C’est pourquoi, même si cela ne fait pas partie, stricto sensu, de l’actualisation de la loi de programmation, notre groupe accorde une grande importance à la reconnaissance du droit d’association des militaires, qui auront désormais la possibilité de créer des associations nationales professionnelles. Sur ce point, nous préférons nous aussi le texte issu des travaux de l'Assemblée nationale à celui qui a été retenu par le Sénat. Dans un tel contexte, nous ne pouvons que souhaiter que ces associations trouvent rapidement leur place et qu’elles jouent leur rôle avec efficacité.

Toujours sur la question des effectifs, je voudrais souligner que les difficultés apparues dans la mise en œuvre de l’opération Sentinelle montrent combien il est maintenant nécessaire de mener une réflexion sur la doctrine d’emploi de nos armées sur le terrain intérieur.

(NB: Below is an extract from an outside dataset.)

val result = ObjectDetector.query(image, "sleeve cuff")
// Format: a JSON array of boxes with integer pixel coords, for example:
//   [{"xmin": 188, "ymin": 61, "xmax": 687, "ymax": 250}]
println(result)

Il s’agit en effet d’une conception nouvelle de la protection du territoire, puisqu’elle est fortement recentrée sur le territoire national.

À cet égard, un récent vol de munitions a révélé, par les défaillances mises en lumière dans la protection de certaines installations militaires, une utilisation des forces terrestres pour protéger la population et les lieux de culte contre les menaces terroristes qui a porté préjudice à la sécurité des installations militaires. Je suis certain, monsieur le ministre, que vous prendrez rapidement les mesures qui s’imposent, à la suite du rapport qui doit vous être remis sur ce sujet.

Pour juger de la programmation militaire, il faut savoir si son actualisation nous donnera, à la fois, les moyens d’assurer la protection de notre territoire national et de nos compatriotes et ceux d’intervenir simultanément sur plusieurs théâtres extérieurs. Heureusement, vous ne prétendez plus mieux dépenser en réduisant de façon drastique le format de nos armées.

L’un des effets de ces économies est surtout d’avoir permis de payer fort cher des technologies qui ne correspondent pas au type de conflits ou d’opérations dans lesquels nos armées sont engagées. C’est pourquoi nous persistons à croire que, pour adapter nos forces à la stratégie définie dans la programmation militaire que vous proposez, il est nécessaire de réduire le coût de nos forces nucléaires.

Ce n’est pas de notre part, comme voudraient le faire croire ceux qui caricaturent nos positions, une opposition purement idéologique, de principe, aux armes nucléaires. C’est seulement considérer que l’apparition de nouveaux acteurs stratégiques au comportement irrationnel crée maintenant une source d’instabilité qui menace la planète tout entière. Il serait donc logique de réduire nos armements nucléaires à leur niveau de « stricte suffisance », sans entamer leur crédibilité ni provoquer une perte de compétences.

Par ailleurs, même si ce n’est pas le sujet aujourd'hui, il conviendrait de réfléchir à notre politique de commerce des armes. Certains pays destinataires se trouvent directement ou indirectement impliqués dans le soutien de ceux que nous combattons au Sahel ou en Irak et qui commettent tant d’atrocités, également, en Syrie, en Libye, en Tunisie ou sur notre sol.

En conclusion, monsieur le ministre, les aspects positifs de ce projet de loi d’actualisation ne nous semblent pas suffisants pour modifier une programmation qui donnerait à notre pays les moyens de mettre en œuvre un modèle d’armée à même de répondre efficacement à l’évolution des enjeux internationaux, ainsi qu’aux besoins de sécurisation du territoire national.

En outre, la stratégie arrêtée dans le cadre de la loi de programmation militaire initiale, notamment concernant la dissuasion nucléaire, étant maintenue, le groupe CRC ne pourra voter ce projet de loi.